CliqueClack Flicks

Larry Crowne doesn’t live up to the promise of its cast

Larry Crowne - Theater Review
Release Date: 07/01/2011 - MPAA Rating: PG-13
Clacker Rating: 3 Clacks

You'd think with Tom Hanks and Julia Roberts on the same screen, it would be cinematic gold. Unfortunately 'Larry Crowne' is just OK.

It is a bit surprising, when you really think about it, that Larry Crowne represents only the second time that Tom Hanks and Julia Roberts have ever shared the screen together. Their first film, Charlie Wilson’s War, was a fun take on a political story, penned by my favorite writer around, Aaron Sorkin. After having seen their first time on screen together, I was interested to see these two take on a more traditional romantic comedy.

Larry Crowne was a solid effort, and a movie that I half enjoyed enjoyed. But with this cast, I expected a whole lot more. Hanks obviously has fun playing the titular Crowne, a recently “downsized” guy who is finding out the hard way that his twenty years of service in the Navy mean considerably less than a college degree would (I’ll put that particular tragedy aside). His experience is kind of what you’d expect if Rodney Dangerfield’s character in Back to School had chosen Community’s Greendale Community College instead of a bigger institution. His character’s ability to like, and be liked, by everyone must have been a blast to play.

I was not nearly as much of a fan of Roberts’ Mercedes “Mercy” Tainot, at least for the first two acts (other than that cool nickname … hypothetical future girlfriend take note … that’s going to be our daughter’s name). We weren’t designed to be, though, so I throw the blame for that on the writing, and not the acting. She grows infinitely more likeable when she finally kicks her deadbeat husband to the curb (more on that later), and much more so when she woke up out of the funk that had defined her character so completely.

The secondary cast, though, is where this movie shines.
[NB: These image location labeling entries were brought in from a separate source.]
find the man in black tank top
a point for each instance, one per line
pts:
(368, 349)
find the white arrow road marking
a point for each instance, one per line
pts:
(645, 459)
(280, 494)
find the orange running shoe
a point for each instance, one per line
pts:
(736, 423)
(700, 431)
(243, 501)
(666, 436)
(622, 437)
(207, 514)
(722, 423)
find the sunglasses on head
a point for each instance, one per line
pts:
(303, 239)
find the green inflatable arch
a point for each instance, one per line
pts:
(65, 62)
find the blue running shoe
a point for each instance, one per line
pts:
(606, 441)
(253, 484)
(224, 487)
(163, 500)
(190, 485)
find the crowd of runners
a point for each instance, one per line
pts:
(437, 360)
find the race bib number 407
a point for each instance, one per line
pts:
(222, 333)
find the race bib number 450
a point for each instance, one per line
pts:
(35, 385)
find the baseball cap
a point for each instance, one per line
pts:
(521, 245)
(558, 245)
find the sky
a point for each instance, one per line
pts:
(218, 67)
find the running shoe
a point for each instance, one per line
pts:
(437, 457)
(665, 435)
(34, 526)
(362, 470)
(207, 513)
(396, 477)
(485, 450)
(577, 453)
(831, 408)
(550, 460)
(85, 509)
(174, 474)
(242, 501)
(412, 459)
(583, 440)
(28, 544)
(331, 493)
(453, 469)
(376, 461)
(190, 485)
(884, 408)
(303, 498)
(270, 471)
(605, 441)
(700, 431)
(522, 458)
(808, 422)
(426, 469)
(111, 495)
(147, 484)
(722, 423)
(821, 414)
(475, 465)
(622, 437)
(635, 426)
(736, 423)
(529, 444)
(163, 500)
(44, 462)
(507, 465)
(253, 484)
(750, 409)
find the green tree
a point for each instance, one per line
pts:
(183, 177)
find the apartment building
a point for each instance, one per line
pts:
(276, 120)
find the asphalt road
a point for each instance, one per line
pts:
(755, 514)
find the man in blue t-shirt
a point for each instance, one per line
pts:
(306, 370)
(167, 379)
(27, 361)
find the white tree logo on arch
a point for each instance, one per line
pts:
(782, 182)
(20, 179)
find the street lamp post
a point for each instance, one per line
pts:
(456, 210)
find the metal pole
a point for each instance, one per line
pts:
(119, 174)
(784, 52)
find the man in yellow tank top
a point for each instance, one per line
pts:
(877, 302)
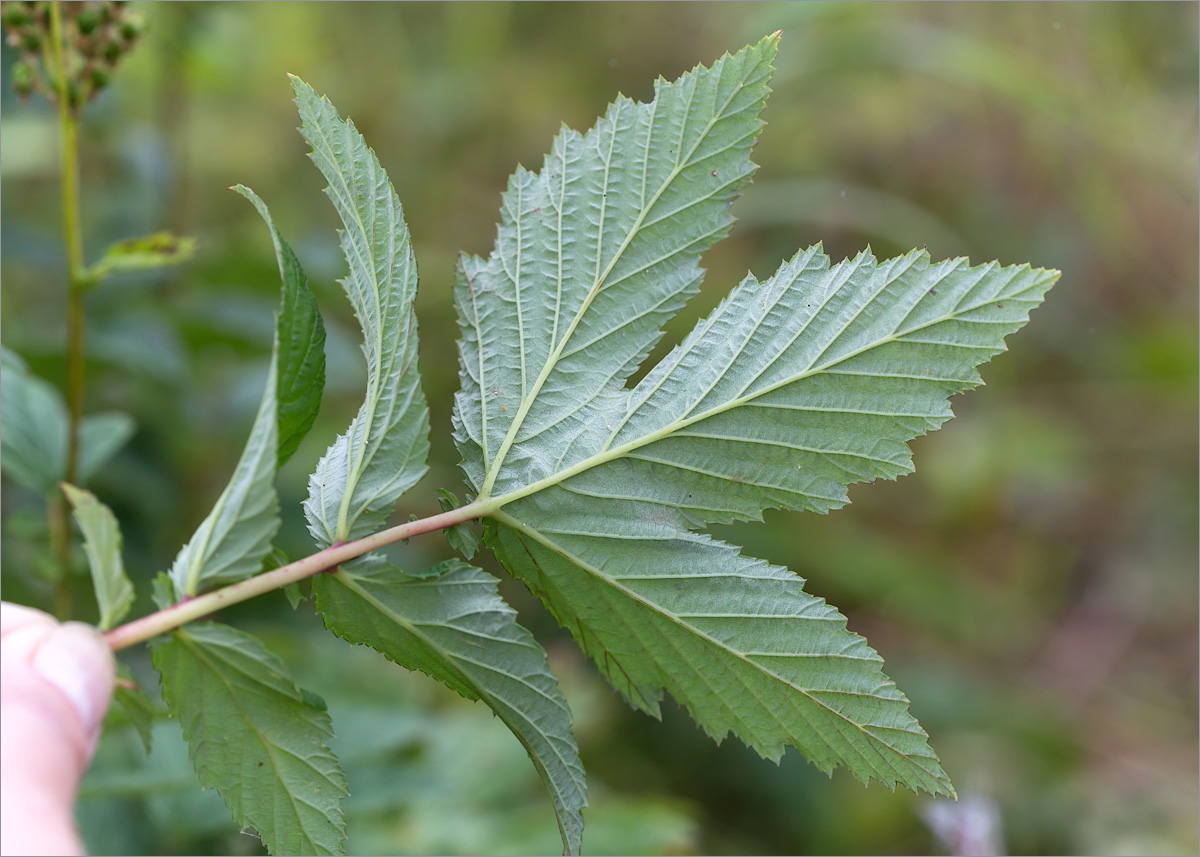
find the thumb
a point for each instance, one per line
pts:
(57, 683)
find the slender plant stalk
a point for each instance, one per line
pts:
(139, 630)
(60, 532)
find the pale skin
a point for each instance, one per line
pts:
(57, 683)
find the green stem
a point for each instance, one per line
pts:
(60, 534)
(191, 609)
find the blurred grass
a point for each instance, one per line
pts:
(1032, 587)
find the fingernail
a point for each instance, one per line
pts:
(77, 661)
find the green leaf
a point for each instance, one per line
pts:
(301, 337)
(231, 543)
(34, 431)
(102, 544)
(789, 391)
(33, 427)
(461, 537)
(385, 448)
(133, 701)
(143, 253)
(454, 625)
(255, 737)
(592, 256)
(101, 436)
(233, 540)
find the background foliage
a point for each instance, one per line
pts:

George Takei and Cedric the Entertainer took turns stealing scenes as an Economics Professor with an overinflated sense of self-importance, and Crowne’s garage sale capitalist neighbor, respectively. Most surprising, though, was Gugu Mbatha-Raw as Larry’s carefree scooter enthusiast friend and guide to all things cool. Maybe I was holding her accountable for the incredibly disappointing Undercovers, but she’s a breath of fresh air. Even Dale Dye, a friend of Hanks’ from the Band of Brother days, had a great, but quick, appearance as one of the managers that fired Crowne.

This was only Tom Hanks’ second time in the director’s chair, and he did a fairly good job. I liked that he wasn’t afraid to play around a little with the camera, and even appreciated playing with conventions a little, with the on-screen visuals for text messaging. Most of all, I appreciated that he did both sparingly.

It is Hanks as the director, though, that I think deserves the blame for Larry Crowne being “just OK” when it should have been so much better. The pacing was off, especially when transitioning in and out of the more dramatic moments. There didn’t seem to be rhyme or reason thematically as to when we hit those times that we were supposed to be laughing with the characters, or feeling sorry for them. As I alluded to earlier, Crowne spends entirely too much time with Roberts’ husband, played by Brian Cranston, before kicking him to the curb. I’m not sure his character is truly necessary in the story and unfortunately drags everything, especially Robert’s character, down.

Larry Crowne is by no means a bad film. The diverse characters alone make it a worthwhile watch. But it was a victim of its own casting. When you’ve got two of Hollywood’s biggest stars, the bar is set incredibly high. Crowne, unfortunately, just doesn’t get it done.